Selanjutnya, Now You See Me: Now You Don’t menempati posisi kelima. Sepuluh tahun setelah aksi terakhir, The Four Horsemen diceritakan telah bubar, namun J. Daniel Atlas kembali dengan misi merekrut tiga pesulap muda. Mereka ditugaskan mencuri “Heart Diamond” dari Veronika Vanderberg, pemimpin perusahaan berlian korup di Antwerp.
Di urutan keenam ada Pangku, film debut penyutradaraan Reza Rahardian. Film ini menyoroti Sartika, perempuan muda yang tengah hamil dan meninggalkan kampung halaman menuju Pantura. Demi masa depan anaknya, ia bekerja di warung kopi “pangku” dan mulai menyadari dirinya terjebak dalam sistem yang mengekang, hingga terdorong untuk melawan.
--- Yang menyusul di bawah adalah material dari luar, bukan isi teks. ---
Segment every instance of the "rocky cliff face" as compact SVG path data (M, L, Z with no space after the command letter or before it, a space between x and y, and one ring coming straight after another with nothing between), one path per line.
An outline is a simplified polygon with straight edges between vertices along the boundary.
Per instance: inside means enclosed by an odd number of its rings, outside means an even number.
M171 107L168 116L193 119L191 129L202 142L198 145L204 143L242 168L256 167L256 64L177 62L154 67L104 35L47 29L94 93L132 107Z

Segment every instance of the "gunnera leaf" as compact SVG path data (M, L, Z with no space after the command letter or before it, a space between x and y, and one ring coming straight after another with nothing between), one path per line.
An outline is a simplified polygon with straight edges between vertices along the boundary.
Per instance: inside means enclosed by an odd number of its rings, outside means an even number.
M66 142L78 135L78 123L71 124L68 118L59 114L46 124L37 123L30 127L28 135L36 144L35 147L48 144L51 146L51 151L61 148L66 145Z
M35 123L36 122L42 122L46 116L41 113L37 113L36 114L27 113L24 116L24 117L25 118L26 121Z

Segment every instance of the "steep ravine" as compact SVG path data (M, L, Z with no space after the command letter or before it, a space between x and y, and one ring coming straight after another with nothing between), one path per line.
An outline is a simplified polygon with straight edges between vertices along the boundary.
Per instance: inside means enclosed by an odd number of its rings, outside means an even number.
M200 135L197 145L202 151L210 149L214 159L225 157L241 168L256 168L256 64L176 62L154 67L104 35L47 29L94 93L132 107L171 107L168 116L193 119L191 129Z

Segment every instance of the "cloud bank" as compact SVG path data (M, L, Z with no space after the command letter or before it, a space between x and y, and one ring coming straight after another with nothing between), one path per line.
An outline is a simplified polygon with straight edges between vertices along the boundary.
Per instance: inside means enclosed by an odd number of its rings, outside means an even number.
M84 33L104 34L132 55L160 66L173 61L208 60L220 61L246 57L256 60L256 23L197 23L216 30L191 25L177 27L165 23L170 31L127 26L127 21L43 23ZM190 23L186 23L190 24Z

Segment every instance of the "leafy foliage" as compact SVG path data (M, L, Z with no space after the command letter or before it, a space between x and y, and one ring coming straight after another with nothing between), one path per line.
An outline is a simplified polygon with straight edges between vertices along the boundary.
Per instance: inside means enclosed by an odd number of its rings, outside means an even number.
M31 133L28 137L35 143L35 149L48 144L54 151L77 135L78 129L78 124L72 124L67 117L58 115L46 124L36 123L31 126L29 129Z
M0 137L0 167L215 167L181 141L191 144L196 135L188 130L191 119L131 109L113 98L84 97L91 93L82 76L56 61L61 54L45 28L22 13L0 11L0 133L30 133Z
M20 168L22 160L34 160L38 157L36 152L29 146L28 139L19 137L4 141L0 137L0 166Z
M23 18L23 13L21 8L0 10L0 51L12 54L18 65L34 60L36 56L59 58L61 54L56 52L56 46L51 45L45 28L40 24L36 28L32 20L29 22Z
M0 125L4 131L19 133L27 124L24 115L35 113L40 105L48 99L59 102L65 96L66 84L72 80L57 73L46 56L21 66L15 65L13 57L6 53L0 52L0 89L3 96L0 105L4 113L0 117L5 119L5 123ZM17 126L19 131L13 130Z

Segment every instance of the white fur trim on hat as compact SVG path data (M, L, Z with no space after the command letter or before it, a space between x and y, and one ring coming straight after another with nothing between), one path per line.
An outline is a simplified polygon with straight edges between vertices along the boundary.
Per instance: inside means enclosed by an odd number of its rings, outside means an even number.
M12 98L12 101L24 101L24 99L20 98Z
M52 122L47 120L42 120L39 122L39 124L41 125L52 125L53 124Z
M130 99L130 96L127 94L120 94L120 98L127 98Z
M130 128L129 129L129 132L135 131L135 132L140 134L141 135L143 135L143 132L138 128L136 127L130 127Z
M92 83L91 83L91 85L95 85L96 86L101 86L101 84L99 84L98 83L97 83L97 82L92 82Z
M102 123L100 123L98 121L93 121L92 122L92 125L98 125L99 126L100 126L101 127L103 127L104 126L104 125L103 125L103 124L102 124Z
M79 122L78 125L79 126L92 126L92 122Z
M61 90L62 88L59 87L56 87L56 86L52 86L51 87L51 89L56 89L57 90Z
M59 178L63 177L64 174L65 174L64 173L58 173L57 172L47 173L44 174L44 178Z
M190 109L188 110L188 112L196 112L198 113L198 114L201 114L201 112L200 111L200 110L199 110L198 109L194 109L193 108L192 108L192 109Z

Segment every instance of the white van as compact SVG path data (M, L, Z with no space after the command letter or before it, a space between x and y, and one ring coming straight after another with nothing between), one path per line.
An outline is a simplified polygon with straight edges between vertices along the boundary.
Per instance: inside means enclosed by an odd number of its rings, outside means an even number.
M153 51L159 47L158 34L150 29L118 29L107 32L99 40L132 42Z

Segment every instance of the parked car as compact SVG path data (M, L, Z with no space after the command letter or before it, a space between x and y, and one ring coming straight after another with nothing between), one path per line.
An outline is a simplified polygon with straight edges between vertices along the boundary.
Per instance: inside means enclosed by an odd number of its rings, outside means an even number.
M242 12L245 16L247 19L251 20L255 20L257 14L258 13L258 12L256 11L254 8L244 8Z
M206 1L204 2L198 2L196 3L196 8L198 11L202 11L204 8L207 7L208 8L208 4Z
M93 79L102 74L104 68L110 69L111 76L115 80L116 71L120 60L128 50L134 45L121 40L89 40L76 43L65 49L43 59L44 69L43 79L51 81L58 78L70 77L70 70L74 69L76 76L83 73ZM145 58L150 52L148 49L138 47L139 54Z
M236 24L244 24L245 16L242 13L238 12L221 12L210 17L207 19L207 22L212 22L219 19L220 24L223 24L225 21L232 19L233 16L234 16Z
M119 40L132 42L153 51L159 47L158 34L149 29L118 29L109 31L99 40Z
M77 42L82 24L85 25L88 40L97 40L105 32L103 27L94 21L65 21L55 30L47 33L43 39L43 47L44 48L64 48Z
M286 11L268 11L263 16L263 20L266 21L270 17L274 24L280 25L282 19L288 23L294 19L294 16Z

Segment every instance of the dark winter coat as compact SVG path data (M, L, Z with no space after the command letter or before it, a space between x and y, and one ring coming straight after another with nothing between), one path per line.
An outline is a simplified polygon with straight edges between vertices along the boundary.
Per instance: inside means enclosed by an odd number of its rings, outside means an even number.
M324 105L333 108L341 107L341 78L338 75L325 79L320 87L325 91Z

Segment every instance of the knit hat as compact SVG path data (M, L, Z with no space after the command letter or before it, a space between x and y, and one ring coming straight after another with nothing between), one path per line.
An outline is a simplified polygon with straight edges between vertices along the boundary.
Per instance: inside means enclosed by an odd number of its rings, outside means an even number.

Genre horor-komedi hadir lewat Pesugihan Sate Gagak di posisi ketujuh. Kisahnya mengikuti Anto, Dimas, dan Indra yang terlilit utang dan mencoba pesugihan dengan tumbal sate daging gagak. Setelah mendadak kaya, situasi berubah menjadi mimpi buruk ketika pelanggan dari dunia lain menuntut sate tanpa henti dan menghadirkan konsekuensi mematikan.
Di peringkat kedelapan, Danyang Wingit Jumat Kliwon mengangkat horor berlatar budaya Jawa dan dunia pewayangan. Cerita berpusat pada Citra yang menghadapi ancaman gaib terkait pertunjukan wayang kulit, sementara Bara, salah satu penjaga padepokan, berusaha mencari cara menyelamatkannya sebelum terlambat.
Urutan kesembilan ditempati Legenda Kelam Malin Kundang, adaptasi legenda rakyat Sumatra Barat. Film ini menyoroti perubahan karakter Malin Kundang setelah sukses di perantauan hingga menjadi sombong dan mengabaikan ibunya, yang berujung pada hukuman dikutuk menjadi batu.
Menutup daftar, Air Mata Mualaf berada di posisi kesepuluh. Film ini mengikuti Anggie, perempuan Indonesia yang menempuh studi di Sydney dan mengalami kekerasan dalam hubungan asmara. Di tengah keterpurukan, ia menemukan jalan perubahan setelah bertemu seorang Muslimah dan mendengar lantunan ayat suci, namun keputusannya menjadi mualaf memicu penolakan keluarga serta tekanan sosial saat kembali ke Indonesia.
Daftar 10 film terlaris periode 24–30 November ini menunjukkan variasi selera penonton, dari hiburan ringan hingga drama emosional dan horor bernuansa lokal.